FORMER House Speaker Tip O’Neill’s complaint that the then Irish government advised against Irish American politicians getting Ireland an exemption in the 1965 Immigration and Nationality Act was highlighted in this column a few weeks back.

At the time Ireland had an annual quota of just over 17,853 visas a year, but when the act was enacted the number of Irish emigrating had dropped to only 267 visas for the first six months, as the new act removed the old European quotas.

An official at the Irish Embassy remarked before the Irish quota was removed that immigration quotas were “outmoded, unjust and should be revised.”

The reason given by the government at the time and Taoiseach (Prime Minister) Sean Lemass was that Ireland needed to keep its people at home.

After our article ran a few weeks back we received a fascinating article written for Eire/Ireland in 2002 by Professor Mary Daly of University College Dublin, a leading historian of the period. Daly studied the Irish government/Irish America relationship at the time and came up with some fascinating nuggets.

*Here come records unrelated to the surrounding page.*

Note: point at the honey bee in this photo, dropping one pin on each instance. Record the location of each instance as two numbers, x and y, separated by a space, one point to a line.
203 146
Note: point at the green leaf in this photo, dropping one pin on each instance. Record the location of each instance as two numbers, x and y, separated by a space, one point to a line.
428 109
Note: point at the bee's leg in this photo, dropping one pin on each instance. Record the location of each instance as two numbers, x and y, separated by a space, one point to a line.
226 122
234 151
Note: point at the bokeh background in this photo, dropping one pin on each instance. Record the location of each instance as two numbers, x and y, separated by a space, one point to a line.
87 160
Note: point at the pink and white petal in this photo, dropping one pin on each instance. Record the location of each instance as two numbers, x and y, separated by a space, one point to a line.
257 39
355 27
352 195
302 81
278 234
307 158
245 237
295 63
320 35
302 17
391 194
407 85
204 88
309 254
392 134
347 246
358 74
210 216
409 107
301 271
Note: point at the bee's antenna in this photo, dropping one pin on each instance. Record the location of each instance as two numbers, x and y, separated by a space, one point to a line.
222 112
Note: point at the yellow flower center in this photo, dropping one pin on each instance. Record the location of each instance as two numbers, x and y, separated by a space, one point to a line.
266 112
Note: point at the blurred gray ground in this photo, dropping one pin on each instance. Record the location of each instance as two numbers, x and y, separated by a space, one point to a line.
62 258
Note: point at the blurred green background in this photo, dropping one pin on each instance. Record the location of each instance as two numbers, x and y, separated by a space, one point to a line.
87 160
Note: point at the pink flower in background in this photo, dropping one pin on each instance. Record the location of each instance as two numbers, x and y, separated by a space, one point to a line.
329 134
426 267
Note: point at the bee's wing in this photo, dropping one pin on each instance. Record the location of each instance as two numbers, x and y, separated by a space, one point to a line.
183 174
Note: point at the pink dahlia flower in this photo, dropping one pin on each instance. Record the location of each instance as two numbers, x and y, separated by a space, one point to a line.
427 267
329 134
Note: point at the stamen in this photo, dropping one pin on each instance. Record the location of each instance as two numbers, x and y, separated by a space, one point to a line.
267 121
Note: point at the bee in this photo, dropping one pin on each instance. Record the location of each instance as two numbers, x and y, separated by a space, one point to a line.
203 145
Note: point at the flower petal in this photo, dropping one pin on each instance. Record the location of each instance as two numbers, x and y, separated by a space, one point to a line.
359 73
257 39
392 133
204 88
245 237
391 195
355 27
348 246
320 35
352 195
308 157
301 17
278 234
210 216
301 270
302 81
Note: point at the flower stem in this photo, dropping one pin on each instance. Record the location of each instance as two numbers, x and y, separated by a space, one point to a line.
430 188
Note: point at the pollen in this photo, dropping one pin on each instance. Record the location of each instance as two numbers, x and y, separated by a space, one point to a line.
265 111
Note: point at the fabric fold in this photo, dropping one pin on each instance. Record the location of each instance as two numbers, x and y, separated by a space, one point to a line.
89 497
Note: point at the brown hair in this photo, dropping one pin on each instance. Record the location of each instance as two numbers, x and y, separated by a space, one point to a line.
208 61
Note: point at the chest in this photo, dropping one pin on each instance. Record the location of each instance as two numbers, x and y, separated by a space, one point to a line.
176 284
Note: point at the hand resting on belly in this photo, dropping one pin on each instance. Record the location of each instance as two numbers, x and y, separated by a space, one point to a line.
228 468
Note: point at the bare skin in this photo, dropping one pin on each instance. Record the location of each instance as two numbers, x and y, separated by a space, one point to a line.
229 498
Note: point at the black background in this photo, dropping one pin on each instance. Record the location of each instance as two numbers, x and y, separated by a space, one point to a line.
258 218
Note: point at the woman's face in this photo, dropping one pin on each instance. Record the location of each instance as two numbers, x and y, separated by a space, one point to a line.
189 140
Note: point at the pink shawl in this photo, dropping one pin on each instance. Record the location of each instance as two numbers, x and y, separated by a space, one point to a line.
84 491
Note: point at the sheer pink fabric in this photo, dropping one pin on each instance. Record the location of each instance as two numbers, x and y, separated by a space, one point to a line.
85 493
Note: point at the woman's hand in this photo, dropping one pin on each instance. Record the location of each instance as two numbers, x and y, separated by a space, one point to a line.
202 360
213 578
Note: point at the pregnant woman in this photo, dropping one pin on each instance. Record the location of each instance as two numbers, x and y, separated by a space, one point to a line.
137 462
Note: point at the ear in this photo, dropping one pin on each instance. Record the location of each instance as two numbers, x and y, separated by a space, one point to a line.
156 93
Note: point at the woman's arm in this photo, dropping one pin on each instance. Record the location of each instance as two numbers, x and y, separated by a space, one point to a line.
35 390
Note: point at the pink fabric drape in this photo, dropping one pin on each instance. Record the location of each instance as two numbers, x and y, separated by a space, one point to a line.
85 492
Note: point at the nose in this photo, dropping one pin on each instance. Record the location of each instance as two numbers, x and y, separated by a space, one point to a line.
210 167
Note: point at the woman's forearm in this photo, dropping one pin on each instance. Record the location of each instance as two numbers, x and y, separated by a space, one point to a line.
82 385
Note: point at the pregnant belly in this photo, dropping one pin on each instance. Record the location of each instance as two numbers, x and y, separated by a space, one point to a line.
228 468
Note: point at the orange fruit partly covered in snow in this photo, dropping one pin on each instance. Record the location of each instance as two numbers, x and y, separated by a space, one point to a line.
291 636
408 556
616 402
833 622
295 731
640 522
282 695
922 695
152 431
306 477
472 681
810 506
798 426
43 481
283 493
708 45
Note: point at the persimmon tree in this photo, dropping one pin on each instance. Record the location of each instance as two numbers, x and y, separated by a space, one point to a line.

It runs against the grain to report some of them. The widely assumed flood of Irish who came to the U.S. in the mid part of the last century turns out to be somewhat of an illusion.

Only 62,400 Irish moved to America in the 10-year period between 1951 and 1961. During that period, the Irish filled less than 50% of their 17,853 quota every year but one.

A big part of that was the sheer distance from Ireland to America before regular air travel. In the same period about 350,000 Irish moved to Britain.

It was not a time when Ireland ranked very high in the estimation of many Americans. When the Irish government extended citizenship in 1956 to the descendants of Irish emigrants only 100 people per year picked up on it.

No Love Lost

DALY’S article is also fascinating for the insights it provides into the relationship between the Irish government and the Irish American community.

Partition, of course, was a major problem in the relationship and Irish Americans felt the Irish government was not doing enough. In 1958 Irish Consul General John Conway in New York reported that relationships between the New York county clubs and the Irish government were very cool because Mayo-born lawyer and community leader Paul O’Dwyer had adopted an attitude towards Dublin that was “unfriendly and at times even offensive.”

Conway clearly had no great love for the community, saying the Irish-born had “little political power, little social status, little financial or economic worth ... the leadership of the principal Irish organizations seem neither skilful enough nor dedicated enough to arrest the decline of our influence here.”

Conway certainly didn’t believe Irish Americans were much better. “Irish Americans have not quite reached the top political rung,” he said, and he predicted that John F. Kennedy was “unlikely to become president.”

Besides, Conway noted, “our contact with Irish Americans is so limited that we are in danger of losing any real connection with them.”

Other Irish agencies felt likewise. Bord Failte, the Irish Tourist Board, believed the ethnic market was limited and declining, while the Irish Trade Board stated that Irish and Irish Americans had no interest in Irish products.

In 1952 a group of American consultants were asked to select 10 Irish products that could be marketed in the U.S. They failed to identify even one product.